Beberapa orang penikmat kopi di jam sepuluh pagi melongo bingung melihat pemilik Sarasa Coffe berteriak nyaring.
Aqeela berhenti mengunyah kentang goreng, menatap sama bingungnya dengan pengunjung lain.
"Saya liat Mas pemilik cafe, jalan tergesa keluar sambil memasang helm di kepala, Mbak!" beritahu salah pengunjung.
Tidak ada waktu mengatakan terimakasih. Naura memacu lari, celingak-celinguk mencari di sekitar luar, tidak ada.
"Minggir!"
Bentakan seseorang berpadu deruman mesin motor berhasil menarik atensi. Naura menghampiri pejalan kaki yang tertatih bangun dari jatuhnya di permukaan aspal, sementara pengendara motor yang membentak barusan adalah Rahsya.
"Lepas!" Rahsya menepis kasar jemari Naura yang meraih pergelangan tangan.
"Apa yang kamu dengar itu enggak benar. Aku dan Gibran cuma temenan," isak Naura.
Rahsya melepas cincin pernikahan, menaruh kasar di telapak tangan Naura. "Diam-diam kamu mengharapkan Gibran, sematkan benda ini di jari manis mantan pacar kamu. Aku ikhlas!"

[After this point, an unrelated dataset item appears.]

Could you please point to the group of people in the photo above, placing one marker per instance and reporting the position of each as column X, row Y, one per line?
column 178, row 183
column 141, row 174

"Mas jangan kayak gini, aku enggak mau kehilangan kamu. Aku tahu aku salah menghubungi Gibran. Aku minta maaf," Naura menyematkan cincin ke jari manis pemiliknya, namun segera dilepas Rahsya dan dilemparkannya ke kaki Naura.
"Cincin aja enggak cukup membuktikan cinta yang kumiliki buat kamu. Kuharap dengan terlepasnya cincin dijari ini, kamu mengerti sedalam apa perasaanku terhadap kamu dan sehancur apa perasaanku dikhianati orang paling aku cinta."
Usai mengungkap kekecewaan Rahsya melajukan motor, membelah jalan raya dengan segudang kemarahan terpendam.
Naura terduduk lemas, menyesali perbuatan lancangnya menghubungi hantu masa lalu tanpa memberitahu Rahsya.